Cameroun – Savonnerie de la mort: Pafic sarl menacée de fermeture

Le Préfet de la Lékié, sur hautes instructions de sa hiérarchie, a sommé Bertin Tchoffo, promoteur de l’usine, de s’expliquer.

La savonnerie Pafic sarl, désormais cataloguée comme la savonnerie de la mort est en passe d’être mise sous scellés. Les autorités administratives, notamment les services du Gouverneur de la Région du Centre ont pris le problème à bras le corps. En dépit d’infructueuses tentatives du promoteur de l’usine, Bertin Tchoffo, de minimiser la calamité qui plane sur les populations riveraines. Sur hautes instructions du Gouverneur agissant sur ordre du ministre de l’Environnement, le Préfet de la Lékié a reçu les instructions de son supérieur hiérarchique exigeant de lui un rapport circonstancier sur la situation qui prévaut à Leboudi, lieu de localisation de la savonnerie. C’est dans le cadre de ces instructions que Patrick Simou a convoqué, le 15 octobre 2015, une réunion de crise élargie à laquelle étaient conviés, et les responsables de Pafic sarl, et les représentants des riverains. En l’absence du promoteur de l’usine représenté par deux employées,

le Préfet de la Lékié a reçu lecture du rapport du délégué départemental de l’Environnement sur la situation de l’usine. Le Préfet entrera dans une colère noire en apprenant du délégué que l’accès de la savonnerie lui avait été interdit lors de son inspection. Une colère amplifiée par des clichés de poissons morts flottant sur les eaux de la rivière Mbana, suite au déversement des déchets hautement toxiques dans le petit cours d’eau. A la vue de cette preuve évidente de pollution et du Pv de constat de pollution avérée de l’huissier de justice d’Okola du 30 mars 2015,  le Préfet écourtera la réunion et renverra les assises au 22 octobre avec sommation au promoteur de se présenter.

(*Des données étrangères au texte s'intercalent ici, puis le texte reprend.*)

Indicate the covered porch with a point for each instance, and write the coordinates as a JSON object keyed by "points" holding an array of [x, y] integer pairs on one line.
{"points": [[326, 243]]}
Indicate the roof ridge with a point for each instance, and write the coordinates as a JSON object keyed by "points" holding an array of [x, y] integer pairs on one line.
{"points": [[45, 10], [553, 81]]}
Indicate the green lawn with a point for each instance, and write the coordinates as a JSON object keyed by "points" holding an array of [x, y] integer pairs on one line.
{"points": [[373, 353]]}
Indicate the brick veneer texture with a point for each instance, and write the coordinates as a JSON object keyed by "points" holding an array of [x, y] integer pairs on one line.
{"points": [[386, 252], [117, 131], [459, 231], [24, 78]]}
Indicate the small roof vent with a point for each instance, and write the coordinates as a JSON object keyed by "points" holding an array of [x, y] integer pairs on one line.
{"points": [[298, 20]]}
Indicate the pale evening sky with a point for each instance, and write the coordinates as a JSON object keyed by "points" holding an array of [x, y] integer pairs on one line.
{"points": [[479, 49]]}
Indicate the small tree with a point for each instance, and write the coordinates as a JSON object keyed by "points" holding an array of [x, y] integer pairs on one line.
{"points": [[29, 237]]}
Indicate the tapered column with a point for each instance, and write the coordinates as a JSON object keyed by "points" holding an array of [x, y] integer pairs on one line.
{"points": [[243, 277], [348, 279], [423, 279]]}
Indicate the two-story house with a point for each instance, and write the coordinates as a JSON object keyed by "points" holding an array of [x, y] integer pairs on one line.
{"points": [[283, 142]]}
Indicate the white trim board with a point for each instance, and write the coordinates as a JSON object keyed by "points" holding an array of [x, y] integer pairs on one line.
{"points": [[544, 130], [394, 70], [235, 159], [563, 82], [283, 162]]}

Le Pv de constat de Me Enama Ferdinand faisait état de deux anomalies : « des cadavres de poissons (silures et tilapia) nombreux dans l’eau ; sur le sable et sur les herbes à divers endroits, sont visibles des dépôts d’un produit noir ».
Soude caustique
Le 22 octobre 2015, Bertin Tchoffo se présentera pour expliquer au Préfet qu’il n’avait pas encore obtenu un agrément qui était en cours, encore moins la notification de son cahier de charges. En présence de tout le gratin administratif départemental et du commandant de compagnie, Patrick Simou a exigé du promoteur de l’usine de consigner ses explications (sur les manquements de la savonnerie) sur procès-verbal à transmettre à la hiérarchie.
Rappelons que le 30 mars 2015 déjà, interrogé par l’huissier de justice, Bertin Tchoffo avait reconnu que le seul produit toxique utilisé par l’usine est la soude caustique mais qui, selon, lui, ne sortait pas de l’usine. Le produit est déversé dans trois bacs en béton ouverts et qui sont régulièrement vidés. Vidés où ? Bertin Tchoffo ne donnera pas de réponse à cette lancinante interrogation. La réponse est tombée  le lundi 19 octobre 2015. Une citerne remplie de cette soude caustique s’apprêtait à déverser ces déchets dans la nature, dans un lac de cratère artificiel créé suite à l’exploitation d’une carrière aujourd’hui fermée. Mis au parfum, les riverains bloqueront la sortie au camion qui venait de déverser les déchets. Très en colère, les populations menacent d’incendier la citerne. Alertés, le sous-préfet et le maire d’Okola qu’accompagne la gendarmerie débarquent sur les lieux. Des témoignages sont recueillis sur place et le jeune François Menye, natif du coin, est désigné comme celui qui a négocié avec l’usine pour permettre le déversement des déchets dans la nature. Il est interpellé par la gendarmerie et embarqué. Les résultats de l’enquête ouverte ce jour-là par le sous-préfet vivement attendus. En attendant, sur le terrain, les riverains s’imposent une discipline pour leur survie à l’instar de l’interdiction de consommer les eaux du forage situé non loin de l’usine.